The most frequent charge levelled against the CPP is that of corruption, and even to the casual observer it would seem that many Government functionaries live in a style remote from that made possible by their salaries. By the time I visited Ghana it was said that no man could expect to get on the short list for any Government appointment without a scale payment ‘to the party funds’, while a British senior police official who was staying on, admitted that the length of his service probably depended entirely on how soon it was before he received an order to turn a blind eye on the misdoings of someone in a high place. This general corruption in African politics is excused, even defended, by some observers, on the ground that it is strictly in line with the ancient tradition of the country. Every formal human contact calls for its appropriate offering. When a man leaves on a journey all his friends make him a gift, however trivial, and when he returns he will be welcomed with another small offering. The successful conclusion, in the old days, of an initiatory stage in the bush-school was signalled by a shower of congratulatory presents. A girl expected to receive tributes of beads and cosmetics not only for her wedding, but when she was officially recognised as marriageable. No dispute could be brought for a chief’s adjudication without a ‘mark of respect’ being offered by both parties in the case. One of the worst torments of African travel until very recently arose out of this necessity of ‘dashing’ every chief one visited on one’s travels, and the problem of disposal of the livestock one was frequently ‘dashed’ in return. When I once paid a courtesy call on an important dignitary living in a remote part of the country where the old way of life was still followed, I was startled after we had shaken hands to be told by the chief that he could not receive me, ‘without warning’. What he meant by this was that I had not given him time to find a suitable ‘dash’, and our meeting must therefore be considered as without official existence. It also meant that the two bottles of beer I had brought for him could not be decently handed over until I had gone. These are the usages of highly complicated civilisation; they are all-pervasive, and when – as at present – the old order breaks down and politicians take over from the chiefs, nothing is easier than the transition in almost imperceptible stages from the ceremonial gift to the outright bribe.

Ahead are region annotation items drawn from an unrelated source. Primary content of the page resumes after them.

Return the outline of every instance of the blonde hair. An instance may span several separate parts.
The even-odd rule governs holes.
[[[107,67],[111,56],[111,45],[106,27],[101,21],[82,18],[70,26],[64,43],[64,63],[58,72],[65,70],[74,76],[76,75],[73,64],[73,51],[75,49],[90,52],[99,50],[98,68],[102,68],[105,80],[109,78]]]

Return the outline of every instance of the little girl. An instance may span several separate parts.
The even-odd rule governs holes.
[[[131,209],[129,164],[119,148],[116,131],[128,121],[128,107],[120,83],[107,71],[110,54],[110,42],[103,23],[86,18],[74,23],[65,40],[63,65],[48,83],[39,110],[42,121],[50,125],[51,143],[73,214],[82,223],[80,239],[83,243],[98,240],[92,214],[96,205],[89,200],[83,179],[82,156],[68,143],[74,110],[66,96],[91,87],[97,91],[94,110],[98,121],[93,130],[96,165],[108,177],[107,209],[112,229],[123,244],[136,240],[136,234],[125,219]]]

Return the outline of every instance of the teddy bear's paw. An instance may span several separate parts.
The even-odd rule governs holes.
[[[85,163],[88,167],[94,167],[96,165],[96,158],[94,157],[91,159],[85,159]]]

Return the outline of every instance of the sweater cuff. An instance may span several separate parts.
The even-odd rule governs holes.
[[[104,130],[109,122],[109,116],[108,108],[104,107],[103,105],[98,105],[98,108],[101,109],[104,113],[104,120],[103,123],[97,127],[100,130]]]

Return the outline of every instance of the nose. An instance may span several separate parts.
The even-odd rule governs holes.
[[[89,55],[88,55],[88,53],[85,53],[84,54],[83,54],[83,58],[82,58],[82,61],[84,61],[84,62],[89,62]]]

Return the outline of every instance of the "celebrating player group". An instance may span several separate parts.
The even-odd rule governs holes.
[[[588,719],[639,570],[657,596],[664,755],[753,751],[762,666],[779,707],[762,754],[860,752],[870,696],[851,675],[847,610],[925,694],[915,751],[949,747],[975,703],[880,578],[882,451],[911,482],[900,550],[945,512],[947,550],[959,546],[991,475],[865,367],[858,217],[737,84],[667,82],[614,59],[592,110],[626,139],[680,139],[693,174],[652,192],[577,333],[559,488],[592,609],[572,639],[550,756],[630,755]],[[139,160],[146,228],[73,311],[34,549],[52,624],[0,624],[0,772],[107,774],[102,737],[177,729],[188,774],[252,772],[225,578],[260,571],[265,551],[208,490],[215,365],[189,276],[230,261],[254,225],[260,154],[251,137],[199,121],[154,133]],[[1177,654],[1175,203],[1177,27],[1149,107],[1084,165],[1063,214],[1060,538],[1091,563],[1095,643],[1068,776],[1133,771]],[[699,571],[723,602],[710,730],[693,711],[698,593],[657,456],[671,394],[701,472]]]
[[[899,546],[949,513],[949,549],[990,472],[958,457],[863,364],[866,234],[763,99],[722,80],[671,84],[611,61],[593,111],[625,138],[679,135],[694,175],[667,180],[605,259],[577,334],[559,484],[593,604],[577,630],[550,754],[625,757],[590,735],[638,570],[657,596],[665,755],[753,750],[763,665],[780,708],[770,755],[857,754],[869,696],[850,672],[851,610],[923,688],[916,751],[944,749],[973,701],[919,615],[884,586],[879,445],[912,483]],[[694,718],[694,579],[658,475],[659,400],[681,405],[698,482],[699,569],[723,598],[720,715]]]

The official jollifications that took place in March 1957 in Accra, it should be stressed, celebrated in reality a situation virtually in existence since Nkrumah became Prime Minister in 1952, so that by the time I visited Ghana the country had been to all intents and purposes independent for several years. The formal take-over was accompanied by all the public junketings one would have expected, but as these were not particularly characteristic of West Africa, I took the opportunity two days before Independence Day to go on a sightseeing trip outside Accra. Hiring a taxi I drove to Ho, capital of Togoland, a hundred miles away. Although it had been feared that the Ashanti minority – many of them were opposed to union with Ghana – might cause trouble at this historic moment, it was in Togoland, in fact, where rioting was actually going on, and to which troops had been sent.
This particular day turned out to be a coolish one. We drove eastwards from Accra along a good asphalted road, shortly, as the road left the coast, entering the rainforest belt. Here opulent woods replaced the parched scrub-lands of the coastal areas. There were frequent giant ant-hills by the roadside, pinnacled like Rhine castles painted in the background of German old masters. I was disappointed to see no animals, no flowers except a few meagre daisies growing in the verges, and no birds but turtledoves and an occasional lean dishevelled-looking hornbill. The African native’s access to firearms has brought about the virtual extermination of all edible animal species in the Gold Coast. It turned out indeed to be a great day in the driver’s life, when later in the trip a hunter offered us a large cane rat – practically the only form of game obtainable in these days. The price asked for this animal was twenty-five shillings. The driver beat the man down to fifteen shillings and told me that it was a bargain at that figure.
We passed through nondescript villages plastered with advertisements for Ovaltine, Guinness, and Andrews Liver Salts. Africans it seems are easily persuaded to worry about their health. There was a decrepit shack of a restaurant called ‘Ye Olde Chop Bar’, and a drinking saloon called ‘Honesty and Decency’. We met a great number of what are called ‘mammy-lorries’ coming down for the Accra celebrations. These trucks, which are owned by the world’s most prosperous market women, are famous for their names, which – following the principle used in the tabloid headlines – usually attempt to crowd too much information or comment into too few words. The result is sometimes unintelligible to the outsider. We saw trucks with such names as ‘Still Praying For Life’, ‘Trust No Future’, ‘Still As If’, ‘One Pound Balance’, ‘Look, People Like These’, and ‘As If They Love You’. These trucks are driven with abandon, and their wrecked and burnt-out shells litter the roadside. The African brand of driver’s fatalism is even more irremediable than most, due to the fact that the African tends not to believe in the existence of inanimate matter. Trees and rocks are capable of locomotion, so that after an accident a driver – washing his hands of something so completely outside his control – may simply say: ‘A tree ran into me.’